A 13-day ban on public assemblies runs in Ankara from midnight on June 28 to midnight on July 10 as Turkey prepared to host NATO leaders, after authorities arrested activists, lawyers, journalists and others.

Human Rights Watch counted at least 209 people arrested in Ankara ahead of the July 7-8 NATO summit, while Turkish prosecutors later said 225 people were arrested on June 23. Prosecutors said 178 were sent to pretrial detention, 34 were placed under house arrest and 6 were released. Those targeted included political activists, lawyers, an academic, journalists, LGBT rights activist Yıldız Tar and 14 members of the TEMA Foundation, a nature conservation group.

Authorities tied the arrests to investigations into alleged terrorist organizations, including revolutionary leftist groups and Islamic State.

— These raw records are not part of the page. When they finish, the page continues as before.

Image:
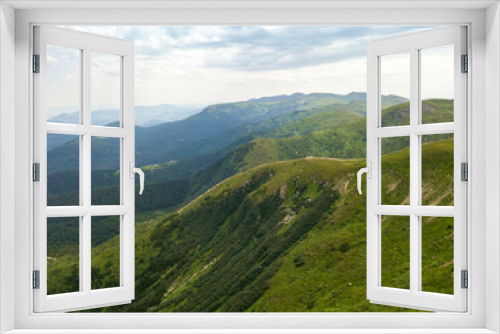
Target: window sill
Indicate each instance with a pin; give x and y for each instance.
(250, 331)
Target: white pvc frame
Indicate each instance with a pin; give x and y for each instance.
(474, 320)
(86, 297)
(415, 297)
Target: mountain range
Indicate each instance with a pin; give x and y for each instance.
(261, 214)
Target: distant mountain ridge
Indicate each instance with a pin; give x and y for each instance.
(163, 142)
(144, 115)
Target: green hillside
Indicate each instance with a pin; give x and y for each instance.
(287, 236)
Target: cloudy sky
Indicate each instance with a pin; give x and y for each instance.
(210, 64)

Rights groups called that explanation a cover for silencing dissent. Amnesty International condemned the ban and arrests as an attack on freedom of peaceful assembly and expression, while Human Rights Watch said the use of terrorism laws against people ahead of the summit “flies in the face of the founding values of the alliance.”

AI-generated illustration
AI-generated illustration

The clampdown extended beyond arrests. The Ankara governor’s office barred protests, closed roads, erected barricades and increased police deployments across the city before the summit. Campaigners also criticized NATO for denying accreditation to dozens of independent Turkish journalists.

Turkey has been a NATO member since 1952 and fields the alliance’s second-largest land army. The Ankara summit was set to bring together leaders from all 32 NATO member states, including U.S. President Donald Trump.

NATO summit — Wikimedia Commons
NATO via Wikimedia Commons (CC0)

NATO Secretary General Mark Rutte said demonstrations and media freedom are essential in democracies and that NATO needs the media to be able to attend major events in person.